Here is another variation that rounds the size of struct tB to 24 bits(3 bytes) as you expect,by dealing with the padding using the #pragma pack() directive,which is compiler dependent (I am using CodeBlocks on Windows).

#include<stdio.h>
#pragma pack(1)
struct tB
{
unsigned b1:3;
signed b2:6;
unsigned b3:11;
signed b4:1;

} b;


int main(void)
{
struct tB *p;

printf("%d\n%d",sizeof(*p),sizeof(p));
}

Question 2

You have 21 bits, round up to nearest int and you got 32 (i.e. 4 bytes).

Question 3

It's all about processor word. The processor accessing the memory can't access it, let's say, 1 or 2 bytes. It fetching it by word.
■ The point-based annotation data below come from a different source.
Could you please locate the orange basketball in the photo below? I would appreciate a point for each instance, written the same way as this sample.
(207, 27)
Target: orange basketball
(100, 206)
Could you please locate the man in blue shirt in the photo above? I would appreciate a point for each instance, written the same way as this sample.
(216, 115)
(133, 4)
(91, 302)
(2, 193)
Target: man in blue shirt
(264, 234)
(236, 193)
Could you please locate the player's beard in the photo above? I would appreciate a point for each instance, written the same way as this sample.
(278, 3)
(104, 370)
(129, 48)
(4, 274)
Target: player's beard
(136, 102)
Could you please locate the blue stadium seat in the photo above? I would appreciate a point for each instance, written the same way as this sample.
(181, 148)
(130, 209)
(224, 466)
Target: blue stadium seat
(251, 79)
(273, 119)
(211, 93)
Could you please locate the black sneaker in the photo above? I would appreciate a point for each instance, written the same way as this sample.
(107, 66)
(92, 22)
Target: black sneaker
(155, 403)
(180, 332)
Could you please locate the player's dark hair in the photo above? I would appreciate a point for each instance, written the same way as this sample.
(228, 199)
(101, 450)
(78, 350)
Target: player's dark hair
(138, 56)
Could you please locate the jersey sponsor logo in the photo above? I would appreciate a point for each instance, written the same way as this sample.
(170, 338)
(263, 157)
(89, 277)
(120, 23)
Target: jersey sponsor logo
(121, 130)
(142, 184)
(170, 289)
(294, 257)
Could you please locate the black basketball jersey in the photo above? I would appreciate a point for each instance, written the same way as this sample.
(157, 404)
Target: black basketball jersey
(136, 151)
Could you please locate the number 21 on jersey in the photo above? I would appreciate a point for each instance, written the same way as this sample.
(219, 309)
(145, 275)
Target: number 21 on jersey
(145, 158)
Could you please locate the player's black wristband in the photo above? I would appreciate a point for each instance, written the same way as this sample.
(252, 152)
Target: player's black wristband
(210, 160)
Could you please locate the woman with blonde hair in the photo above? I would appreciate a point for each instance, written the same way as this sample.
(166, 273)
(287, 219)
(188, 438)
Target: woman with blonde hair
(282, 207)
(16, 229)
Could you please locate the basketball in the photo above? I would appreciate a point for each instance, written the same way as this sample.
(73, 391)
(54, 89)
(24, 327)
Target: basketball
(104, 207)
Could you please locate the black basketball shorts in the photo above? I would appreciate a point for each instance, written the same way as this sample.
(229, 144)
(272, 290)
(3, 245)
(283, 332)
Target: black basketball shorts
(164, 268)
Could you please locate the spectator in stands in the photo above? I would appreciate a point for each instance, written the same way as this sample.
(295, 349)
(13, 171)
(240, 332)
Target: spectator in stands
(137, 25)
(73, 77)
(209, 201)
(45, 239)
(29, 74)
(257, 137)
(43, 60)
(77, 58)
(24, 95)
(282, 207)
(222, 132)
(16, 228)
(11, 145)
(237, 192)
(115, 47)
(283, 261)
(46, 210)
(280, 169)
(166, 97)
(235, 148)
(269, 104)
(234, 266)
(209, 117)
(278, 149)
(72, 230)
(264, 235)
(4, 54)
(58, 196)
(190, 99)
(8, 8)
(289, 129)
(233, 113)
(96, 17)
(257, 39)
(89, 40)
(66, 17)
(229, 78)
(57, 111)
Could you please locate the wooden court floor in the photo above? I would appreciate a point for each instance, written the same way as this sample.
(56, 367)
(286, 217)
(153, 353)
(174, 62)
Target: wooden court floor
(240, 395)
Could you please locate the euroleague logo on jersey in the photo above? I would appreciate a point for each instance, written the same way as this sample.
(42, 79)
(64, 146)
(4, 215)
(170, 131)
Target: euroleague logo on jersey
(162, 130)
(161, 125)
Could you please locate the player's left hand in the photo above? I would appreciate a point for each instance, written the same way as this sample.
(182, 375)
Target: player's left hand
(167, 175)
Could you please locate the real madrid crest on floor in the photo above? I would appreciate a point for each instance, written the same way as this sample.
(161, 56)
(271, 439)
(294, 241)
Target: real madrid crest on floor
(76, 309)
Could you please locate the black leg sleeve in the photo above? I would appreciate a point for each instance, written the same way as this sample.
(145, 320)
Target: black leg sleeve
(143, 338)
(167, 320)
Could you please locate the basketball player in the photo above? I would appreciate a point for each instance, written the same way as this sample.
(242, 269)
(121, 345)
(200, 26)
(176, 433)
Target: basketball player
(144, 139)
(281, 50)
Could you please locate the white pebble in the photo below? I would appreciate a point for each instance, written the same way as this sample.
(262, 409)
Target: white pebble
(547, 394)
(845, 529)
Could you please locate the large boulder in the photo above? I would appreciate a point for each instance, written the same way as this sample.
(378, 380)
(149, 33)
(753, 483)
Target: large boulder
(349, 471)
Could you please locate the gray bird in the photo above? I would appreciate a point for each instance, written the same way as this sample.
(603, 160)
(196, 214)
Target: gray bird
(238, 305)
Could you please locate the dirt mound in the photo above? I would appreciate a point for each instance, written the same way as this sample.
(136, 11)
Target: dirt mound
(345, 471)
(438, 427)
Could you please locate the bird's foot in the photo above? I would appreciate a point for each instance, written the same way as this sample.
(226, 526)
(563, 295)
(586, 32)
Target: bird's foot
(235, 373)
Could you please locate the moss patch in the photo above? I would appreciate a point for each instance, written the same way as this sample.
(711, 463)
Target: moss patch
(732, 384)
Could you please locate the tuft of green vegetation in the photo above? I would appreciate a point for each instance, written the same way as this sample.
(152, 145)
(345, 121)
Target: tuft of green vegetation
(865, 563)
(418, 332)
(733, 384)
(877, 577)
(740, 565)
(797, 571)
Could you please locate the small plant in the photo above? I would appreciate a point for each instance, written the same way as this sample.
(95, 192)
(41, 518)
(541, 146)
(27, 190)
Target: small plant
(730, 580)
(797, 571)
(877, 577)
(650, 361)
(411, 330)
Generally, compiler makes proper aligning of structures to conform word alignment. Usually, this alignment is equal to processor architecture though the size of processor register. So, in your case you have 21-bit structure which aligned to one word. If you will adjust your structure to be, say, 33-bits long you will have 2-word alignment and in your case program will print 8.

Here the article on Wikipedia related to this Data structure alignment.